Use when: Class imbalance is moderate and you care about ranking true positives higher across many thresholds.

In [None]:
auc_roc = roc_auc_score(y_test, y_proba)
RocCurveDisplay.from_predictions(y_test, y_proba)
plt.title(f"ROC Curve (AUC = {auc_roc:.3f})"); plt.show()

## 5) Precision-Recall Curve & Average Precision (AP)

Use when: Positive class is rare; PR captures performance where it matters (high recall regions).

In [None]:
ap = average_precision_score(y_test, y_proba)
PrecisionRecallDisplay.from_predictions(y_test, y_proba)
plt.title(f"Precision-Recall Curve (AP = {ap:.3f})"); plt.show()


## 6) Threshold Tuning (trade precision vs recall)

Moving the threshold changes FP/FN and aligns with business risk.

In [None]:
thr_list = np.linspace(0.1, 0.9, 17)
rows = []
for thr in thr_list:
    y_hat = (y_proba >= thr).astype(int)
    rows.append({
        "threshold": thr,
        "precision": precision_score(y_test, y_hat, zero_division=0),
        "recall": recall_score(y_test, y_hat, zero_division=0),
        "f1": f1_score(y_test, y_hat, zero_division=0),
        "balanced_acc": balanced_accuracy_score(y_test, y_hat)
    })
thr_df = pd.DataFrame(rows)
thr_df.head()


In [None]:
fig, ax = plt.subplots(figsize=(7,4))
ax.plot(thr_df["threshold"], thr_df["precision"], label="Precision")
ax.plot(thr_df["threshold"], thr_df["recall"],    label="Recall")
ax.plot(thr_df["threshold"], thr_df["f1"],        label="F1")
ax.set_xlabel("Decision Threshold"); ax.set_ylabel("Score"); ax.grid(True); ax.legend(); plt.show()

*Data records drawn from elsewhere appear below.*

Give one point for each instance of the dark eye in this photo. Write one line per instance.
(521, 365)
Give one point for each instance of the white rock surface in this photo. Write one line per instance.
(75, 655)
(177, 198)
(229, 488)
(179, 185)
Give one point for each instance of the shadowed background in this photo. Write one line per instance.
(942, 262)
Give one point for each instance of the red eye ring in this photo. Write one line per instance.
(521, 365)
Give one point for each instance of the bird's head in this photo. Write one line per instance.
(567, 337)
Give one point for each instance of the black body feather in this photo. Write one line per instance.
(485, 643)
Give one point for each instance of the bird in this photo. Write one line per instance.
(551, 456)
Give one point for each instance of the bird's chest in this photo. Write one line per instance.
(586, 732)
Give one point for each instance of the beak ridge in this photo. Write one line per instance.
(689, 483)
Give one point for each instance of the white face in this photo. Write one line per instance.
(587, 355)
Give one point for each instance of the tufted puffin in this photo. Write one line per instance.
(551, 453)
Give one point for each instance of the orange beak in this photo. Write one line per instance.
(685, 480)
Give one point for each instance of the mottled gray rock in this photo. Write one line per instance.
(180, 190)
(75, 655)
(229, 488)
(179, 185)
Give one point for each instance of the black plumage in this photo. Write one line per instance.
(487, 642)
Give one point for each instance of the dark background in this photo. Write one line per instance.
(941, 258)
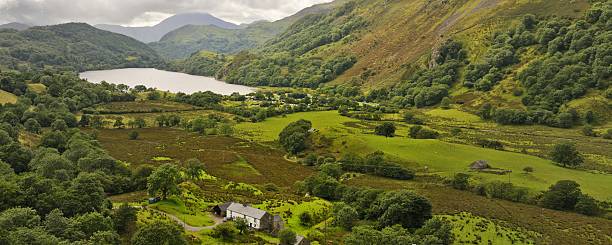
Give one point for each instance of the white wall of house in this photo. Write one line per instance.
(254, 223)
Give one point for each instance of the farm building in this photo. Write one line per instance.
(256, 218)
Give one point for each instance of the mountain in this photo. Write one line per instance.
(535, 61)
(73, 46)
(155, 33)
(190, 39)
(15, 25)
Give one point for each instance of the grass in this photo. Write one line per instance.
(143, 106)
(440, 157)
(177, 208)
(38, 88)
(6, 97)
(223, 157)
(468, 228)
(291, 210)
(555, 227)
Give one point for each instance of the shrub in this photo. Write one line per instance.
(419, 132)
(588, 131)
(386, 129)
(133, 135)
(566, 154)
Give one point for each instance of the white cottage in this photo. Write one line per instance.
(256, 218)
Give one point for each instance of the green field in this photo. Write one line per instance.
(440, 157)
(468, 228)
(6, 97)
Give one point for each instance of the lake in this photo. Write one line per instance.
(164, 80)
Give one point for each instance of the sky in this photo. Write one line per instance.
(144, 12)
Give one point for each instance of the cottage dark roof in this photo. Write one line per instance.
(299, 239)
(224, 206)
(246, 210)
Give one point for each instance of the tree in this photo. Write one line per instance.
(226, 231)
(14, 218)
(242, 225)
(566, 154)
(332, 169)
(401, 207)
(293, 137)
(133, 135)
(32, 126)
(438, 228)
(87, 195)
(164, 179)
(306, 219)
(59, 125)
(445, 103)
(287, 237)
(123, 217)
(461, 181)
(587, 205)
(345, 216)
(194, 168)
(119, 123)
(159, 232)
(386, 129)
(561, 196)
(588, 131)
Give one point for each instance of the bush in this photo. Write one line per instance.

# Pick operating point by business goal: e.g., target recall >= 0.85 with best precision
target_recall = 0.85
candidates = thr_df[thr_df["recall"] >= target_recall].sort_values("precision", ascending=False)
candidates.head(3)


## 7) Macro/Micro Averaging (quick note + example)

For multi-class or highly imbalanced binary tasks, macro treats classes equally; micro aggregates globally.

In [None]:
# Quick illustration: compute macro/micro F1 via cross_validate (binary still OK)
scores = cross_validate(
    clf, X_train, y_train, cv=5,
    scoring={"f1_macro":"f1_macro", "f1_micro":"f1_micro", "f1":"f1"}
)
{m: (scores[f"test_{m}"].mean(), scores[f"test_{m}"].std()) for m in ["f1_macro","f1_micro","f1"]}


## 8) Multiple Metrics via cross_validate (one pass)

Tip: Report mean ± std over folds to communicate stability.

In [None]:
scorers = {
    "acc": "accuracy",
    "f1": "f1",
    "rocauc": "roc_auc",
    "avg_prec": "average_precision",
    "bal_acc": "balanced_accuracy"
}
cv = cross_validate(clf, X_train, y_train, cv=5, scoring=scorers, return_train_score=False)
pd.DataFrame(cv).agg(["mean","std"]).T


9) Putting It Together: Metric Selection

* Balanced data & equal error costs: accuracy, F1.
* Rare positives (imbalance): PR curve, Average Precision, recall/F1.
* Screening (don’t miss positives): high recall, monitor FP.
* Auto-action (avoid false alarms): high precision, accept lower recall.
* Ranking scenarios: ROC-AUC.
* Unequal class importance: balanced accuracy, specificity + sensitivity.

## Summary

You computed and interpreted: Accuracy, Precision, Recall, F1, Confusion Matrix, ROC-AUC, PR/AP, Balanced Accuracy, and performed threshold tuning & CV with multiple metrics. You can now select and justify the right metric for the business need and set an operating threshold that matches risk.